I DO NOT have it all together.
I really, really do not. And I do not want to hear, “Yes, you do Heather!”
I want people to know this.
Today I ran into an old client who was struggling with her choice to be home to take care of her loved one with autism. And she asked me for my secrets of how I balance everything. I stared at her for a few seconds, not sure what to say. And then I blurted out, “I don’t balance it all!”.
I wish I had told her more.
I wish I had told her that there are days that I’m thisclose to quitting my job because I don’t feel like I can focus on my children and their accompanying special needs. There are days that I come home with no energy left for the children most important to me. I feel nonstop guilt for missing out on the typical kid things like games and open houses. And I feel nonstop guilt for not having enough time to focus on the non-typical kid stuff like reprogramming the augmentative alternative communication device or making up the visual schedules to get us through the morning routine.
I wish I had told her that I don’t have any alone time with my husband. On the rare occasions we do, we both just want to sleep and not use our brains at all. I wish I had told her how I wish we could be a bit more carefree and go away on a weekend vacation or even just a dinner without weeks of preparation.
I wish I had told her that my house is always a mess. And that I put off my own appointments for months at a time. I wish I had told her that I haven’t had a girls-night out since last May. I wish I had said how I feel like none of my old friends really understand my life or the pressures that I feel I face daily.
I wish I had told her that I’m always feeling behind at work and that I feel guilty for not putting more “extra” time into it.
I wish I had told her that I cry often. Or that I probably drink too much beer and don’t exercise enough. I wish I told her that I often curse the universe for not making “life fair”.
I don’t balance it all and I don’t have it all together. I don’t for one second want anyone to think that they are doing something wrong because they can’t get it together like I seemingly do.
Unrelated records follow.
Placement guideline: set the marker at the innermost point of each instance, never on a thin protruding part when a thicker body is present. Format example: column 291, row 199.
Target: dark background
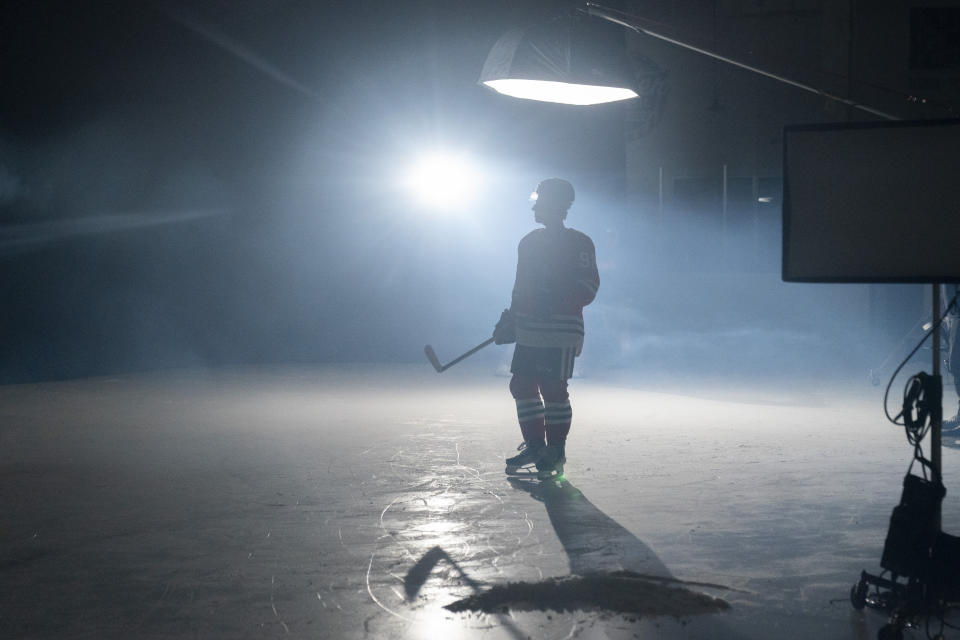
column 211, row 183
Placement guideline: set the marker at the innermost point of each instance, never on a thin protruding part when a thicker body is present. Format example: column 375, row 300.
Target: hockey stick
column 432, row 356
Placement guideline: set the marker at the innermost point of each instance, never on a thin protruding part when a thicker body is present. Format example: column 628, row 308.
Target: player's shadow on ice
column 594, row 542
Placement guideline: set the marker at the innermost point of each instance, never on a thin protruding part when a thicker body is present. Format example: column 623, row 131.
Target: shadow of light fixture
column 570, row 59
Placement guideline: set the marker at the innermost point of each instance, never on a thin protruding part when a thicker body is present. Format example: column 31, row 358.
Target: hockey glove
column 506, row 330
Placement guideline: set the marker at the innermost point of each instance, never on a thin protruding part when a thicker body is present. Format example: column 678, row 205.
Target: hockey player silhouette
column 556, row 277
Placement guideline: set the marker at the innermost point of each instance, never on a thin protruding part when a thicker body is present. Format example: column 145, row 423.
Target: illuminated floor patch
column 621, row 592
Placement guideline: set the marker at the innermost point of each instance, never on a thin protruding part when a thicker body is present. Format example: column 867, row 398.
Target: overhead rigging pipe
column 637, row 25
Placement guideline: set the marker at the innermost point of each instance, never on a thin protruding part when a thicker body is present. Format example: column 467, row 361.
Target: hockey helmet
column 554, row 193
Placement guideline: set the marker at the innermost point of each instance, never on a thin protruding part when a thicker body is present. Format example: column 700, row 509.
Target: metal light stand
column 936, row 421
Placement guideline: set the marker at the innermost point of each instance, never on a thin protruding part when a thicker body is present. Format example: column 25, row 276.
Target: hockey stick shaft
column 432, row 356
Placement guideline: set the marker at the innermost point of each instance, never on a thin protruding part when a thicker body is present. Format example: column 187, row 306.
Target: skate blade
column 528, row 470
column 551, row 474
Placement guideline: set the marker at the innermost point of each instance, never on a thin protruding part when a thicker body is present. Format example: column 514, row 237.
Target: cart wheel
column 858, row 595
column 890, row 632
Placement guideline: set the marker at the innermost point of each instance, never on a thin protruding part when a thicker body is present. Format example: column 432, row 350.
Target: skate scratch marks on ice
column 529, row 528
column 376, row 600
column 273, row 582
column 387, row 508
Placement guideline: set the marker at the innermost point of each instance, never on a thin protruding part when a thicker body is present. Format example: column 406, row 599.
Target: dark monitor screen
column 875, row 202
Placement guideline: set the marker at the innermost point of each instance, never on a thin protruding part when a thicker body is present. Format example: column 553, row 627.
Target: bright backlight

Because I don’t.
The true balance is knowing that I don’t have it all together but also knowing to my core that I’m rocking this gig. I know by the smiles on my kids’ faces. And I have a feeling you are rocking it too, even if you are in your sweatpants and haven’t showered and your child has been watching Netflix all day long and there are crumbs and cat hair all over the floor.
No one has it all together or is completely balanced. Stop comparing yourself and if you must judge yourself, do so through your child’s lenses. You are their super-mama! You’ve got this!